Es wurde richtig gesagt, daß der Ablauf des Unterrichtsprozesses jetzt der schwächste Punkt ist. Das ist Tatsache. Es wurde auch gefragt: warum? Das muß doch eine Ursache haben. Es wird sogar verschiedene Ursachen haben. Ich glaube, zumindest eine der Ursachen ist mir klar und vielen Kolleginnen auch. Zu Beginn des Schuljahrs stürzte wieder alles auf uns zu. Mir wurden auf einmal wieder alle meine Pflichten bewußt. Ich bin als Klassenleiterin selbstverständlich voll verantwortlich für meine Klasse und ich fühle mich auch voll verantwortlich. Ich bin also verpflichtet, ganz eng mit meinen Fachlehrern zusammenzuarbeiten. Ich bin auch verantwortlich dafür, daß sie alle ihre Pläne erfüllen, daß es klappt. Wie ich deren Unterricht besuchen kann, weiß ich allerdings nicht, weil ich zu denselben Zeiten Unterricht habe wie sie. Ich bin auch verpflichtet, eng mit dem Elternbeirat zusammenzuarbeiten, überdies Elternbesuche durchzuführen. Ich bin verpflichtet – und das brennt mir auf der Seele, und ich bilde mich auch weiter – mich weiterzubilden. Ich bin verpflichtet, auch gesellschaftlich innerhalb der Partei und der Gewerkschaft zu arbeiten. Ich möchte am Parteilehrjahr teilnehmen. Ja, es ist gesagt worden: «Du bist Genossin, selbstverständlich mußt du als FDGB-Mitglied auch an der Gewerkschaftsschulung teilnehmen. Du bist doch Vorbild. Das geht gar nicht anders.»

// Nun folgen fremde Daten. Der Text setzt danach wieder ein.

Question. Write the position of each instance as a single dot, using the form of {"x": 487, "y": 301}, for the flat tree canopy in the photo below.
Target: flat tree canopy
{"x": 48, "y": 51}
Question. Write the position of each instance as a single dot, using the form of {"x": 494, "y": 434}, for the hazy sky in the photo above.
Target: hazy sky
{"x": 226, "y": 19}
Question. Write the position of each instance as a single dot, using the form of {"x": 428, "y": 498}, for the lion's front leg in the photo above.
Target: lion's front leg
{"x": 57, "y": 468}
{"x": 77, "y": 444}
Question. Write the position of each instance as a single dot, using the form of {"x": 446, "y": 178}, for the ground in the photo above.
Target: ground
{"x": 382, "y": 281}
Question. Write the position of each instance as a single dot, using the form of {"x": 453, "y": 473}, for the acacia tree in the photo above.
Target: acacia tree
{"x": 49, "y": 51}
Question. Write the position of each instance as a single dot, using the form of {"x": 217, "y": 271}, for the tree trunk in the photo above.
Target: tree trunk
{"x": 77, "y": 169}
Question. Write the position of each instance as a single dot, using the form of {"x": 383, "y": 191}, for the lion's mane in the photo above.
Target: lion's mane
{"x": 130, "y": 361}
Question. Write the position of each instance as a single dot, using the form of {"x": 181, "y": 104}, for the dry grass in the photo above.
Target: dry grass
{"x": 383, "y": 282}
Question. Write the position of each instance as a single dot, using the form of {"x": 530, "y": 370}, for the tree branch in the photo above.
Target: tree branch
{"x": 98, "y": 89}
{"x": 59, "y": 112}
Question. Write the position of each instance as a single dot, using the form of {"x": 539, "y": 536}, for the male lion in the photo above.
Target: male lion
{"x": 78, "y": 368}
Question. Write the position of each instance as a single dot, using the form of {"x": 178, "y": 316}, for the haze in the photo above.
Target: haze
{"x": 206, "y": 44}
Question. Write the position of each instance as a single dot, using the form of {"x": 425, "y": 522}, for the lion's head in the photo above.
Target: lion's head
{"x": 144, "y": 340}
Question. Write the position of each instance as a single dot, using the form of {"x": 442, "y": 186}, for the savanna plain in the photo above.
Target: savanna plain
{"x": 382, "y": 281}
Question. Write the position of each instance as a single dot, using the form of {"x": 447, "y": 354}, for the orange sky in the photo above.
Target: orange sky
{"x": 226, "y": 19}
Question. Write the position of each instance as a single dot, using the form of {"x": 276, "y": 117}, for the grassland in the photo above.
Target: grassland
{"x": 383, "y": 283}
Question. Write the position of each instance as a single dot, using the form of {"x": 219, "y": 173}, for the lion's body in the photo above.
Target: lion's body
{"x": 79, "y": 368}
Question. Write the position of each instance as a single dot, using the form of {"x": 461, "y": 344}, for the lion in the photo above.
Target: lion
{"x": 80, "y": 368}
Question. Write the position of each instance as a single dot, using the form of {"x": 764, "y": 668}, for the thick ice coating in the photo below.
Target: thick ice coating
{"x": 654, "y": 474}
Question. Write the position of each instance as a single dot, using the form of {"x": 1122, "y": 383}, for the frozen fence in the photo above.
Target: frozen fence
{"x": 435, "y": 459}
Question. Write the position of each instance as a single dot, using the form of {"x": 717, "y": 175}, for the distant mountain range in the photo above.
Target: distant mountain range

Mein Junge ist 15 Jahre alt. Ich bin eine Mutter zu Hause. Da versuche ich es, und kriege es auch einigermaßen hin. Aber ich sehe meine armen Kolleginnen, die drei Kinder haben und einen kranken Mann oder einen Mann, der zufällig auch Lehrer ist. Was meinen Sie, wie da der Tag aussieht! Die rennen durch die Wohnung, packen ihre Kinder in den Kindergarten, Tasche unter dem Arm und in die Schule! Ich weiß nicht, ob Sie sich vorstellen können, in welchem Zustand eine solche Frau schon in die Schule kommt? Vielleicht klappt etwas im Unterricht nicht – z. B. Disziplinschwierigkeiten. Sie verliert schneller die Nerven als eine Frau, die ausgeruht in die Schule kommt, und schon sind die Schwierigkeiten da. Sie ist vielleicht einmal ungerecht. Da hat sie ihren schwarzen Punkt weg.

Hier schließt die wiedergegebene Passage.